Правда, среди мюдеррисов попадались люди скромные, которые предпочитали жить потихоньку и не лезть на рожон, не заниматься тёмными делами. Но времена были жестокие — страшные годы абдулхамидовской тирании. Несчастные люди шарахались от собственной тени, боялись рот раскрыть, каждую минуту ожидая удара из-за угла от своих же коллег-богословов, а не каких-нибудь посторонних.
Сначала Шахин-ходжа чувствовал жалость и сострадание к этим людям, но потом стал испытывать безразличие и даже отвращение.

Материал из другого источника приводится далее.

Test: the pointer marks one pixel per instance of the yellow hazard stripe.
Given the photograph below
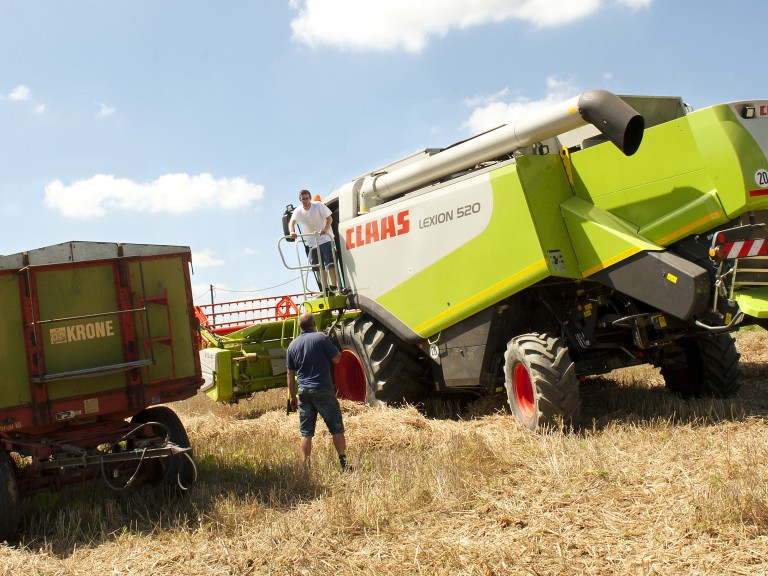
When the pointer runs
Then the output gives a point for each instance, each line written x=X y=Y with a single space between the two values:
x=427 y=327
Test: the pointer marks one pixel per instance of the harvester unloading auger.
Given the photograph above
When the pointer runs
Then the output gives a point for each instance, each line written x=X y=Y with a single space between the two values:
x=538 y=253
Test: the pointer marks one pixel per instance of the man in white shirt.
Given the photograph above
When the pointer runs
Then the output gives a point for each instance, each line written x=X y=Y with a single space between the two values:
x=315 y=217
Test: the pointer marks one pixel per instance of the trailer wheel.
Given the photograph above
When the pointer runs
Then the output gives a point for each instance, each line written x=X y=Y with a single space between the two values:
x=542 y=389
x=10 y=503
x=177 y=472
x=375 y=366
x=712 y=368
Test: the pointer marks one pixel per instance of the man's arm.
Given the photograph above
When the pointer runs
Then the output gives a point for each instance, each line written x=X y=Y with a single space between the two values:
x=294 y=401
x=328 y=222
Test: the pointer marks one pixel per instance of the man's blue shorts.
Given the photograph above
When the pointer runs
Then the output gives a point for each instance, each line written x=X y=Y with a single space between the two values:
x=325 y=253
x=323 y=401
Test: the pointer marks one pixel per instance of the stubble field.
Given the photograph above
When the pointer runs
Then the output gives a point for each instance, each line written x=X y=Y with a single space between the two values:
x=648 y=484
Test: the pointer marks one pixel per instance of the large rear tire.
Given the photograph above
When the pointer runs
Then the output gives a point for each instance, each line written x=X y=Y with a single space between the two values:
x=712 y=368
x=10 y=501
x=176 y=472
x=542 y=388
x=375 y=366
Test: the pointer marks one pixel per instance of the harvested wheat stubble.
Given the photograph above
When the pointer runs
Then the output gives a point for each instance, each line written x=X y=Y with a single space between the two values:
x=648 y=484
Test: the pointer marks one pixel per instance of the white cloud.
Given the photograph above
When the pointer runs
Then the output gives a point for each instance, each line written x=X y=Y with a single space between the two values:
x=105 y=110
x=19 y=94
x=206 y=259
x=636 y=4
x=494 y=112
x=408 y=25
x=169 y=194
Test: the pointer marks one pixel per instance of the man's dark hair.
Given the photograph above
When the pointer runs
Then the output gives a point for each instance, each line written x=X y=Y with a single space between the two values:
x=306 y=322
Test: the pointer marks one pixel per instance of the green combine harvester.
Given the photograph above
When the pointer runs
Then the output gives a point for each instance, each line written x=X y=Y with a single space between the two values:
x=604 y=233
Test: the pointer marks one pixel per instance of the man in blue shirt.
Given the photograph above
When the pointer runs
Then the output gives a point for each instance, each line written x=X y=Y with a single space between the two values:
x=310 y=357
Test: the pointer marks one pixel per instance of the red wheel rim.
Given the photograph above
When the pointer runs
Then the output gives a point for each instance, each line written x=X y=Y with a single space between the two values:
x=349 y=377
x=524 y=392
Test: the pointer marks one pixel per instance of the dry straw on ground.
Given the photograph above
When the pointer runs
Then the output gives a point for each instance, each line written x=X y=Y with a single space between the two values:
x=649 y=484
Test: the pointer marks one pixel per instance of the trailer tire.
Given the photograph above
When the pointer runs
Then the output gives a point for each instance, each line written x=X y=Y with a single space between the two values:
x=10 y=504
x=712 y=368
x=375 y=367
x=177 y=472
x=542 y=388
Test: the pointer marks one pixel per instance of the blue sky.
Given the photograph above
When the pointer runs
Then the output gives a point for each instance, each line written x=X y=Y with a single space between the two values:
x=194 y=123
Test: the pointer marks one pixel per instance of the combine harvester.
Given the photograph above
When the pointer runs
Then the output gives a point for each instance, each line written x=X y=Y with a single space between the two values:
x=604 y=233
x=94 y=335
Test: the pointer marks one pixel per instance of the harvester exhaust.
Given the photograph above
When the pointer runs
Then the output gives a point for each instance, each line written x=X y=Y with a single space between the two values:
x=616 y=120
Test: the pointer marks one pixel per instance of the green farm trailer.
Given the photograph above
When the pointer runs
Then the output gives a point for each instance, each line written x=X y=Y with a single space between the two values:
x=94 y=337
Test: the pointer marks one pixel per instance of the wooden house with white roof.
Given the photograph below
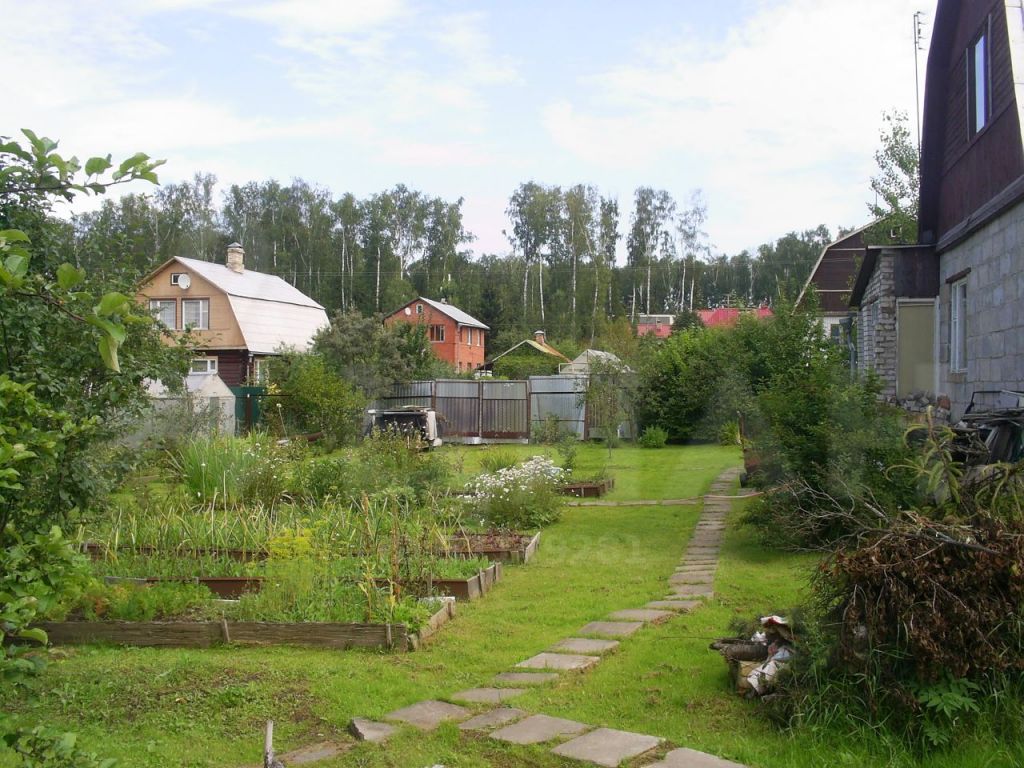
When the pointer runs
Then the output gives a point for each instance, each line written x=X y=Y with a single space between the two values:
x=238 y=316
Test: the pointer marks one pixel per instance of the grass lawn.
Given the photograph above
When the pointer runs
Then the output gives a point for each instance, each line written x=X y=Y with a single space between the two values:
x=207 y=708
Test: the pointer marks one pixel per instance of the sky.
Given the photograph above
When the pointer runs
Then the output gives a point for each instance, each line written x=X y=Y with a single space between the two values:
x=771 y=109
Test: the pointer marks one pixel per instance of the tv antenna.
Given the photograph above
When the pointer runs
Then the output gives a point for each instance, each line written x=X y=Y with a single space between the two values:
x=918 y=47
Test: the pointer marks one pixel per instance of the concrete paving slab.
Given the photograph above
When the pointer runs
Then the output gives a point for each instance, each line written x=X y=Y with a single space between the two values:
x=487 y=695
x=428 y=715
x=314 y=753
x=607 y=747
x=370 y=730
x=647 y=615
x=695 y=578
x=692 y=590
x=539 y=728
x=493 y=719
x=584 y=645
x=561 y=662
x=610 y=629
x=692 y=759
x=678 y=605
x=525 y=678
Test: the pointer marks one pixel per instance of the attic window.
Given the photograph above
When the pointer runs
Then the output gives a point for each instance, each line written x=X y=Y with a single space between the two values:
x=979 y=82
x=204 y=366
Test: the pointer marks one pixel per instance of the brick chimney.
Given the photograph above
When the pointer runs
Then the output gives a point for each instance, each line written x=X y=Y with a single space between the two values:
x=236 y=258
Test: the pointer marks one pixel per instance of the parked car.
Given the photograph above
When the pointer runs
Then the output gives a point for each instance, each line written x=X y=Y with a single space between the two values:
x=407 y=420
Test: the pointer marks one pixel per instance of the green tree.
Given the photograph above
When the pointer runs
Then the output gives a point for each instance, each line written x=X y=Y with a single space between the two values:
x=896 y=185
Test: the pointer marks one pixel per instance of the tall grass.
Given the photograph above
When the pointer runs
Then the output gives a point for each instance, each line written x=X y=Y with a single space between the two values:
x=230 y=470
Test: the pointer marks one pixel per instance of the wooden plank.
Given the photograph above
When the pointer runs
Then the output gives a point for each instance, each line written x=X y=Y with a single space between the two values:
x=144 y=634
x=315 y=634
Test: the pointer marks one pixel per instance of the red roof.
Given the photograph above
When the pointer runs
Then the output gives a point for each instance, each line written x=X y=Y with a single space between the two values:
x=724 y=316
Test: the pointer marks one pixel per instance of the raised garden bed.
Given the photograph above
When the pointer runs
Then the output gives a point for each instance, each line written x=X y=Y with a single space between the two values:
x=227 y=588
x=496 y=546
x=97 y=551
x=461 y=589
x=206 y=634
x=589 y=488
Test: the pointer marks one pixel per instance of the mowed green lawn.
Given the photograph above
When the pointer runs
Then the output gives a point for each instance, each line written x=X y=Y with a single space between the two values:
x=192 y=708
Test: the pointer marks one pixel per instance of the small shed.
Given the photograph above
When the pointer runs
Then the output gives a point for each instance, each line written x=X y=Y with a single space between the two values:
x=206 y=406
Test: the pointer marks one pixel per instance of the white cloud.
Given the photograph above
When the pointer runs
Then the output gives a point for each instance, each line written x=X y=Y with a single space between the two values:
x=770 y=123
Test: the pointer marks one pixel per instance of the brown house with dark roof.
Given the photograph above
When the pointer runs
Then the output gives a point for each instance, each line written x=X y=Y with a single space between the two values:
x=833 y=279
x=947 y=315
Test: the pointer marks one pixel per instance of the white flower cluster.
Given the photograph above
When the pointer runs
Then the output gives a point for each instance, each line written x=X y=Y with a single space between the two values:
x=526 y=476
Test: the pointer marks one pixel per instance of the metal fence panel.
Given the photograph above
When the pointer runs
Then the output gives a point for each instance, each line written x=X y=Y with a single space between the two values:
x=504 y=410
x=558 y=396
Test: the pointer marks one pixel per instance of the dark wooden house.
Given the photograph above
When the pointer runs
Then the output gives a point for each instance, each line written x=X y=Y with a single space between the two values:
x=962 y=289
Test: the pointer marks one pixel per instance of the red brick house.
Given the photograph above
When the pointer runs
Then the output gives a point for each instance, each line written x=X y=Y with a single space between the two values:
x=658 y=325
x=456 y=337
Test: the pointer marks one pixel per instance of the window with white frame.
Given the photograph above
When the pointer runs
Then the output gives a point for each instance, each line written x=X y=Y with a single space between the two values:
x=165 y=310
x=261 y=370
x=957 y=326
x=196 y=313
x=978 y=82
x=204 y=366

Разве пристойно героям зелёной армии вести себя подобным образом? Разве можно всего бояться и бесконечно трястись за жизнь, за кусок хлеба? Вести себя низко и подло в столь трудные дни! Склонять голову перед насилием, кланяться в ответ на любое оскорбление, трусливо восклицая:
— Эйваллах! С богом! Пусть будет так!
Болезнь критики и ниспровержения, которой вдруг заболел молодой софта, усиливалась. Она распространялась, подобно пожару в сильный ветер, и пламя начало уже подступать к подножию трона халифа, наместника пророка на земле. Всё, что Шахин слышал и видел в Стамбуле или в деревнях Анатолии и Румелии, куда его забрасывала судьба во время странствований, всё это позволяло ему достаточно много узнать о дворце султана. И через некоторое время юноша пришёл к выводу, что грех и ответственность за бедствия народные падают только на трусливого деспота, его величество главнокомандующего зелёной армией.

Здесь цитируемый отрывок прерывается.